Sure, but that 10-20% gets us, bad.
Read post 35. You don’t get any sense of overreaction from the police? Wow. Hope you never cross them!
Oh my gosh, yes. How dare we object to police overreaction and destruction?!!!!!
Wow, you’re good. You’re on both sides! LOL
You don't understand, but you will when forced off at gunpoint (or hauled off dead if you resist). You have no right to your home when the government wants it. This is well established black-letter law.
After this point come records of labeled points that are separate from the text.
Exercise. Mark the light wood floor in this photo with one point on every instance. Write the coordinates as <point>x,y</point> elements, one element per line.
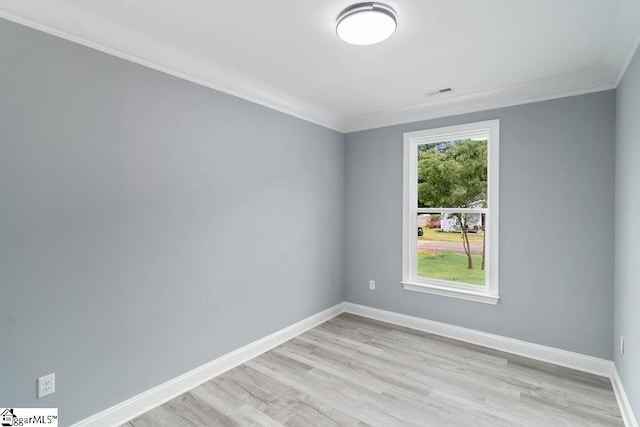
<point>355,371</point>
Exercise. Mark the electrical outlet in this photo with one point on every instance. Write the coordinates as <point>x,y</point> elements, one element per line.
<point>46,385</point>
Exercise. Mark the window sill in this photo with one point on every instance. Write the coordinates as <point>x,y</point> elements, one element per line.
<point>453,293</point>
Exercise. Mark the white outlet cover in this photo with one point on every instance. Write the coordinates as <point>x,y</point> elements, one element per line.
<point>46,385</point>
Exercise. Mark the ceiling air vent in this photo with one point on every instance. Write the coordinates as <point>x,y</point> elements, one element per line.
<point>438,91</point>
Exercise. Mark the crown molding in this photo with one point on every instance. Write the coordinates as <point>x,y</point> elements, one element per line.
<point>63,19</point>
<point>589,81</point>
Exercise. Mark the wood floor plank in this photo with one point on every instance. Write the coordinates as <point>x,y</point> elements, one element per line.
<point>353,371</point>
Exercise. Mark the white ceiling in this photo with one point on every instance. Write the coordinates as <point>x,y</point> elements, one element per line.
<point>285,54</point>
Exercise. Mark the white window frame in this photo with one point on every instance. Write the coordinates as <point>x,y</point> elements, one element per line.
<point>410,280</point>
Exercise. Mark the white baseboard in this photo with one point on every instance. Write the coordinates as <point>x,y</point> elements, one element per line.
<point>623,401</point>
<point>137,405</point>
<point>543,353</point>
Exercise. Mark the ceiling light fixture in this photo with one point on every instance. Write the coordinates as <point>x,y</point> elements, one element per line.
<point>366,23</point>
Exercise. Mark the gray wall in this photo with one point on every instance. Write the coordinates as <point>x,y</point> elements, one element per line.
<point>556,225</point>
<point>149,225</point>
<point>627,283</point>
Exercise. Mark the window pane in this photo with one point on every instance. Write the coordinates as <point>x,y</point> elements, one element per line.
<point>451,247</point>
<point>452,174</point>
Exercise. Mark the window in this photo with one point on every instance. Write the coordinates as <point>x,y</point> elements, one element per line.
<point>450,225</point>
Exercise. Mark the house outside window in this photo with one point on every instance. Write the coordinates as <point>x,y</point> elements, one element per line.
<point>450,212</point>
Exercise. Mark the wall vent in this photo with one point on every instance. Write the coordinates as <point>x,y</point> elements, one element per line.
<point>438,91</point>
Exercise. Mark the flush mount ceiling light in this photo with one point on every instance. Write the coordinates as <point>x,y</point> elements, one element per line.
<point>366,23</point>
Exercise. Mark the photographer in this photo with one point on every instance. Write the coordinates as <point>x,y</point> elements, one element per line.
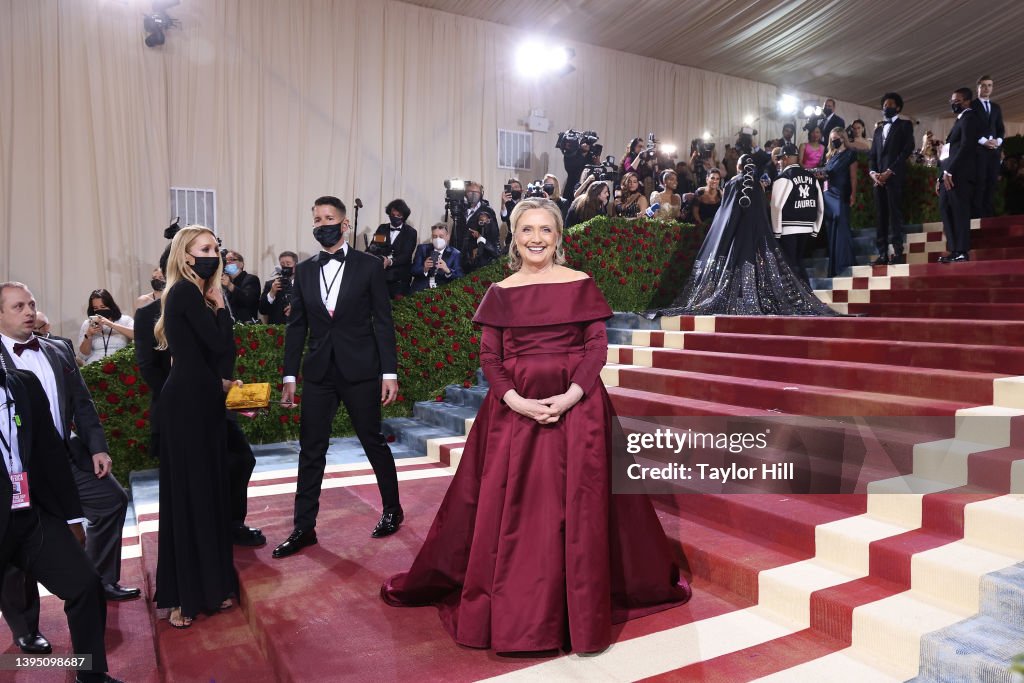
<point>579,150</point>
<point>241,289</point>
<point>480,247</point>
<point>394,243</point>
<point>274,303</point>
<point>437,262</point>
<point>511,195</point>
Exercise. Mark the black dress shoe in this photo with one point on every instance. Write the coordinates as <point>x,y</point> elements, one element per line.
<point>118,593</point>
<point>298,540</point>
<point>249,537</point>
<point>34,643</point>
<point>389,523</point>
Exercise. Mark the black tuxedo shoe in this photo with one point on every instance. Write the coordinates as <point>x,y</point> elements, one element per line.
<point>389,523</point>
<point>34,643</point>
<point>117,593</point>
<point>298,540</point>
<point>249,537</point>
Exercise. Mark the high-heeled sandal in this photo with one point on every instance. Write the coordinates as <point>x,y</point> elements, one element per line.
<point>177,620</point>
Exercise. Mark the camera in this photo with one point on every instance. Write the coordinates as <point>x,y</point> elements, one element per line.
<point>569,140</point>
<point>538,189</point>
<point>607,170</point>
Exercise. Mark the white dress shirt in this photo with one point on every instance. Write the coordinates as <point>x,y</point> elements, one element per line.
<point>331,275</point>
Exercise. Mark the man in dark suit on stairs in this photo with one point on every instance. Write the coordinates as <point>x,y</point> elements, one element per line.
<point>991,131</point>
<point>340,302</point>
<point>892,144</point>
<point>102,499</point>
<point>955,182</point>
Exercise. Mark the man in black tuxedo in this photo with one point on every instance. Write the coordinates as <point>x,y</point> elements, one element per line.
<point>829,120</point>
<point>394,243</point>
<point>35,536</point>
<point>892,144</point>
<point>988,118</point>
<point>155,366</point>
<point>340,302</point>
<point>278,290</point>
<point>429,271</point>
<point>955,182</point>
<point>241,289</point>
<point>102,499</point>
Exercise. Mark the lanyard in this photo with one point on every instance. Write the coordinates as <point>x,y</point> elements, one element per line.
<point>327,297</point>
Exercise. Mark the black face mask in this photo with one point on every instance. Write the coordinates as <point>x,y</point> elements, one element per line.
<point>205,266</point>
<point>328,236</point>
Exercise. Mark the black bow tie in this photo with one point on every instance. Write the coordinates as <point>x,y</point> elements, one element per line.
<point>32,345</point>
<point>338,256</point>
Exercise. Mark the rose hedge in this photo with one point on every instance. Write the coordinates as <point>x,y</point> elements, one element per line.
<point>638,265</point>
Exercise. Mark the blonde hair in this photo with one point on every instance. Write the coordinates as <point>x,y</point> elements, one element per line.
<point>528,204</point>
<point>178,268</point>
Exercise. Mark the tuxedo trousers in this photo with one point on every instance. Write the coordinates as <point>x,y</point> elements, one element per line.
<point>39,546</point>
<point>954,206</point>
<point>320,403</point>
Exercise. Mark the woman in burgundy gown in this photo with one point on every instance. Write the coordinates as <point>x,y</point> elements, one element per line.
<point>529,550</point>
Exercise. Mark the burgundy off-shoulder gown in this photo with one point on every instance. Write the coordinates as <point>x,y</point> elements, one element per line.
<point>530,550</point>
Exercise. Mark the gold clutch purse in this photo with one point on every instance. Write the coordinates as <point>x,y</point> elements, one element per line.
<point>249,396</point>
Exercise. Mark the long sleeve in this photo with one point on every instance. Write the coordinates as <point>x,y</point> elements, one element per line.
<point>595,354</point>
<point>491,361</point>
<point>779,193</point>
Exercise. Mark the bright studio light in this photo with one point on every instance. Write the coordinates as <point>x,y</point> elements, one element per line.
<point>787,104</point>
<point>534,58</point>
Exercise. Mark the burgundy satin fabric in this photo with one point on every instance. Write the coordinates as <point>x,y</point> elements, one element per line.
<point>529,550</point>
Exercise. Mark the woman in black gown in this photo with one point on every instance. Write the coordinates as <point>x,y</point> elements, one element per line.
<point>739,269</point>
<point>195,566</point>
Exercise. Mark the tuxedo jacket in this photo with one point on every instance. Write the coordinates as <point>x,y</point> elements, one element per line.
<point>360,334</point>
<point>452,258</point>
<point>894,152</point>
<point>44,457</point>
<point>75,401</point>
<point>989,125</point>
<point>400,250</point>
<point>963,139</point>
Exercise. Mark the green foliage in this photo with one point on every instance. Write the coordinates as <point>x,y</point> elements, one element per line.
<point>920,203</point>
<point>638,264</point>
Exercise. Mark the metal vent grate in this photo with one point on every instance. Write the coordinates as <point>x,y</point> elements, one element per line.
<point>195,207</point>
<point>515,150</point>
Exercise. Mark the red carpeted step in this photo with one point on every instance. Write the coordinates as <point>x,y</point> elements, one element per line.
<point>785,397</point>
<point>953,281</point>
<point>952,295</point>
<point>971,311</point>
<point>970,357</point>
<point>926,383</point>
<point>1001,333</point>
<point>975,266</point>
<point>754,663</point>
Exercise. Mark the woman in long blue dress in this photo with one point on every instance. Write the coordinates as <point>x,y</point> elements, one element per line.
<point>841,174</point>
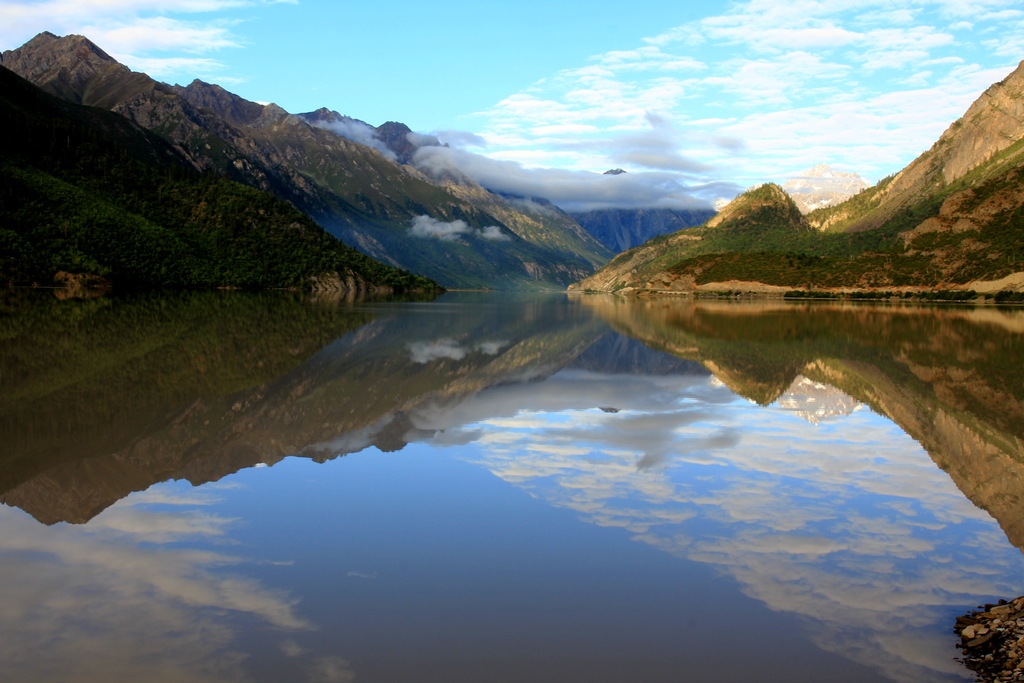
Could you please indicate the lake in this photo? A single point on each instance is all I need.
(227, 486)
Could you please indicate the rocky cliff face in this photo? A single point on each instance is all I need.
(355, 190)
(621, 229)
(821, 186)
(980, 145)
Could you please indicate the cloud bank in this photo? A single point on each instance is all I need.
(573, 190)
(425, 226)
(356, 131)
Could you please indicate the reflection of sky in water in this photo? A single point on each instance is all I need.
(847, 522)
(384, 566)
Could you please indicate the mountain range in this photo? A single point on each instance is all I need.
(950, 221)
(821, 186)
(449, 228)
(89, 198)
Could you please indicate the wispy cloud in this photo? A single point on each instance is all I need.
(860, 84)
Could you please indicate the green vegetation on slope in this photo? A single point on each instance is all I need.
(85, 190)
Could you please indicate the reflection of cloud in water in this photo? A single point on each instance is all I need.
(424, 352)
(847, 522)
(816, 401)
(165, 610)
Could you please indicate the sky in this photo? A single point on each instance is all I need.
(694, 99)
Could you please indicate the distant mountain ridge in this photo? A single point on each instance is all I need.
(952, 220)
(353, 190)
(821, 186)
(90, 199)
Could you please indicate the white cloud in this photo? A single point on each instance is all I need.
(788, 85)
(357, 131)
(425, 226)
(574, 190)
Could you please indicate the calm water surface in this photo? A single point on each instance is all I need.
(492, 487)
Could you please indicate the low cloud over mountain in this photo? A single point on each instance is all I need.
(573, 190)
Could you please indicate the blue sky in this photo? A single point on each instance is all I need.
(709, 96)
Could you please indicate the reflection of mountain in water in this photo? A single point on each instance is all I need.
(815, 401)
(619, 354)
(951, 378)
(104, 397)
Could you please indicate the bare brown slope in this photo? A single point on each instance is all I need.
(988, 134)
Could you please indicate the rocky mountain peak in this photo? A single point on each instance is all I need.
(75, 69)
(822, 186)
(767, 196)
(993, 123)
(225, 104)
(65, 63)
(400, 139)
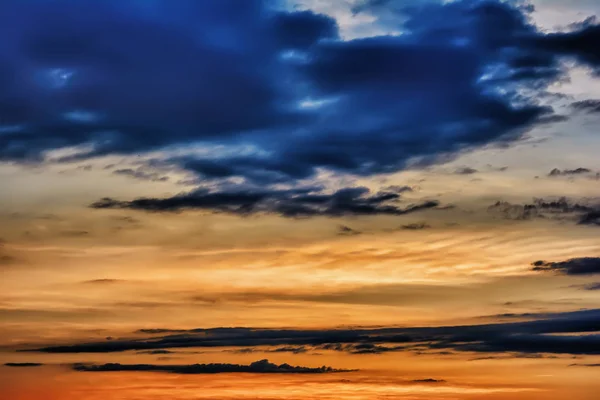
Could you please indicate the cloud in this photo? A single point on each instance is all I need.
(466, 171)
(288, 203)
(561, 208)
(257, 367)
(429, 380)
(585, 365)
(129, 77)
(559, 333)
(589, 106)
(23, 365)
(344, 230)
(103, 281)
(416, 226)
(141, 175)
(574, 266)
(577, 171)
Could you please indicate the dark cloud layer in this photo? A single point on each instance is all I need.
(23, 365)
(567, 172)
(126, 77)
(288, 203)
(561, 208)
(574, 266)
(557, 334)
(258, 367)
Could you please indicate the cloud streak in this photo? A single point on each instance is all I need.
(531, 337)
(257, 367)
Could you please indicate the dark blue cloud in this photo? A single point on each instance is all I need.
(128, 77)
(288, 203)
(559, 333)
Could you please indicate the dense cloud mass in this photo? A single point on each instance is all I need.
(556, 334)
(124, 77)
(288, 203)
(257, 367)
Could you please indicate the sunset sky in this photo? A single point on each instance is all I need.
(385, 199)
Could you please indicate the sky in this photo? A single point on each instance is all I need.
(303, 199)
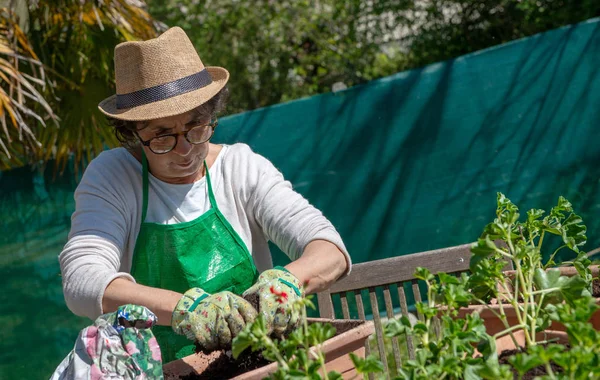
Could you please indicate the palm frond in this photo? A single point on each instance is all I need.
(59, 71)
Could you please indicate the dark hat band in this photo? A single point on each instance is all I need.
(165, 90)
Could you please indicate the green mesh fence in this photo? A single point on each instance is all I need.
(404, 164)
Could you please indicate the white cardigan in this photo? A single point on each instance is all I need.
(250, 192)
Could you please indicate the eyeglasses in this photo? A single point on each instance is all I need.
(166, 143)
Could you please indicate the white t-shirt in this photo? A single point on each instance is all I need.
(250, 192)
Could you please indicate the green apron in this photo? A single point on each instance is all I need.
(205, 252)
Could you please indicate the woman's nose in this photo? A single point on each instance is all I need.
(183, 146)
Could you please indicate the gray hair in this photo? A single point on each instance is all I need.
(125, 129)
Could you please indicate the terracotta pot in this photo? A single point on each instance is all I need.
(493, 323)
(351, 337)
(506, 343)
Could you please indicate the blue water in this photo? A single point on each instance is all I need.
(37, 328)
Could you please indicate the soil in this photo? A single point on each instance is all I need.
(225, 367)
(532, 373)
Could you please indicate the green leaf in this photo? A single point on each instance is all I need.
(240, 344)
(332, 375)
(394, 328)
(370, 364)
(523, 362)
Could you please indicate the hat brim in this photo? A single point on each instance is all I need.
(168, 107)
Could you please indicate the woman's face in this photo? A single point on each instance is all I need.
(184, 163)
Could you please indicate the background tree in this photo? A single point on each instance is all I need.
(57, 61)
(56, 55)
(282, 50)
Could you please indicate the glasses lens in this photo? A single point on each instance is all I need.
(200, 134)
(162, 144)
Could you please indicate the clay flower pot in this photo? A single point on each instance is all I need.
(494, 325)
(351, 336)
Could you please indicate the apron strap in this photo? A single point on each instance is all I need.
(211, 196)
(144, 186)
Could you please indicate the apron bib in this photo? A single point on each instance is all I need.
(205, 252)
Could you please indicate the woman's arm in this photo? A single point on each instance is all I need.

There is, however, potential value in not agreeing or volunteering. At least that changes the expulsion from one you agreed to, so have no right to be compensated, to a taking.
Probably not as difficult to get a contractor as you might think. There is a whole industry of contractors who do restoration/reconstruction rather than remodeling or new construction.
I know, I’ve been in or around it for 30 years. How busy we are is to some extent disconnected from the general construction business. Our problem is getting certain kinds of workers when construction gets real busy.
It is. And getting permits is taking months right now in the metro... months.
Gee maybe they can’t find it buried in the ruble.
Or it got blasted out one of the numerous holes they blew in the structure.